Unaccompanied migrant children continue to face immigration judges without legal assistance despite a court order to resume the service.
More than a dozen nonprofit legal organizations filed a federal lawsuit against the Trump administration in March to renew $200 million in contracts needed to provide attorneys and other services for immigrant children who entered the U.S. alone or had become separated from their families.
Saying the groups have a strong case, U.S. District Judge Araceli Martinez-Olguin in San Francisco issued a temporary restraining order April 1 requiring the resumption of legal aid to about 26,000 children navigating the U.S. immigration court system.
But the administration has yet to comply with the order, forcing very young children and older youth to attend legal proceedings alone, and pushing some legal aid groups to lay off employees, NBC News reported.
“In the two weeks since the funding for legal representation ended, advocates from the Young Center for Immigrant Children’s Rights saw children as young as 5 sitting at tables alone facing judges,” according to the report. “They also saw a 14-year-old child break down in tears in a court lobby when she learned she had to stand alone in court without a lawyer.”
Judges in some situations have turned to case managers and others not trained in the law to answer questions, NBC News added.
“In one hearing, the judge failed to request an interpreter, despite the presence of many non-English-speaking children, according to the document. At another hearing, the child did not understand the complex proceedings, despite the presence of a Spanish interpreter, who at one point translated the judge’s instructions incorrectly, the center said in its filing.”
Instead of complying, the administration has asked the Martinez-Olguin to remove herself from the case and asked for a stay of her restraining order.
Nor has President Donald Trump heeded a bipartisan request to renew funding for the Unaccompanied Children Program.
“Terminating legal representation for these children means that toddlers will now face a courtroom and judge with no adult to advocate on their behalf. Children will be asked to make decisions about their legal rights well beyond their comprehension, with life-altering consequences,” U.S. Sens. Jon Ossoff, D-Ga., and Lisa Murkowski, R-Alaska, said in a letter to Health and Human Services Secretary Robert F. Kennedy Jr.
Termination of the program, the senators wrote, “runs counter to the requirements of the Trafficking Victims Protection Reauthorization Act, puts children directly at risk of trafficking and exploitation, and harms any hope of a fair legal process for thousands of vulnerable children.”
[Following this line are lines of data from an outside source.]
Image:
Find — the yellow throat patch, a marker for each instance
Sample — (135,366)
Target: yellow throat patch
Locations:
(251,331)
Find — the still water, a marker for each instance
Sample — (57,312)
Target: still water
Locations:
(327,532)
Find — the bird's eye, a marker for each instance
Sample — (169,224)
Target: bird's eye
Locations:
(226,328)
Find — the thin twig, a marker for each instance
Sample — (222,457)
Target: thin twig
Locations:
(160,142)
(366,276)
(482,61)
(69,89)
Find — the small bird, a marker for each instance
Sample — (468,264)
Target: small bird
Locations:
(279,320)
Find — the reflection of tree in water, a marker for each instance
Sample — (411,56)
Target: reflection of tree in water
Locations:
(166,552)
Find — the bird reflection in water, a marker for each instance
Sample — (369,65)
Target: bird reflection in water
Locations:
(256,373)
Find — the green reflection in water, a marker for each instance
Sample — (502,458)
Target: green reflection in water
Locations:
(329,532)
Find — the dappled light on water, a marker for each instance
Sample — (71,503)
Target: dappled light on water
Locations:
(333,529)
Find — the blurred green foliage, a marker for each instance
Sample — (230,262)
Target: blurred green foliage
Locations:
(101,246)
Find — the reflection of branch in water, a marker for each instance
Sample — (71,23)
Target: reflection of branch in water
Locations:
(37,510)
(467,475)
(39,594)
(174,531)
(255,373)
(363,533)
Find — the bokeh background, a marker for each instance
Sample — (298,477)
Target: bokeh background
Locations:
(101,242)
The bipartisan legislation was enacted in 2008 to strengthen U.S. efforts to combat human trafficking through prevention of exploitation, victim protection and prosecuting offenders.
The act also mandates “that all unaccompanied children have counsel to represent them in legal proceedings and protect them from mistreatment, exploitation and trafficking,” the senators explained to Kennedy.
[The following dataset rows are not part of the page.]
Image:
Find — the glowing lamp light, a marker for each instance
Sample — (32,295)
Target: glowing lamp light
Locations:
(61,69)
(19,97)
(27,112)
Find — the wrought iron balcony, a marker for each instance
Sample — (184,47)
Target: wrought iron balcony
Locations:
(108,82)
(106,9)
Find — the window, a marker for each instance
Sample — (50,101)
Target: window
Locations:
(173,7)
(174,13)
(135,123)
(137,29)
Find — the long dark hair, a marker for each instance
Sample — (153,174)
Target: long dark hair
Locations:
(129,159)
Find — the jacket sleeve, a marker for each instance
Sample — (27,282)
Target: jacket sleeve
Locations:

“Attorneys are one of unaccompanied children’s most critical lines of defense against traffickers and other bad actors.”
“Attorneys are one of unaccompanied children’s most critical lines of defense against traffickers and other bad actors. In many cases, an attorney may be the only adult in an unaccompanied child’s life to whom the child feels comfortable disclosing information about trafficking and exploitation, or who may have a way of knowing when a child ends up in dangerous circumstances,” they added.
A group of 32 U.S. senators led by Ossoff and Sen. Mazie Hirono, D-Hawaii, also pressed Kennedy last month to restore legal services for unaccompanied immigrant minors, Ossoff’s office reported separately.
The administration’s assault on migrant children follows an effort to deny legal aid to a broader array of undocumented immigrants.
Within days of Trump’s inauguration, the U.S. Department of Justice ordered legal services providers to cease serving clients in immigration courts, including those facing deportation.
The Florence Immigrant and Refugee Rights Project announced it and eight other advocacy groups requested a temporary restraining order April 15 to restore the Counsel for Children Initiative, the Family Group Legal Orientation Program, the Immigration Court Helpdesk and other immigrant legal initiatives.
“These legal orientation programs are crucial, as they provide immigrants — the vast majority of whom are unrepresented, and many of whom are confused and traumatized, do not speak English, and lack any legal education — with essential information about their rights throughout the immigration process and deportation proceedings,” the group said.
The president also has threatened sanctions against attorneys and law firms he claims are engaging “in frivolous, unreasonable and vexatious litigation” on immigration and other issues.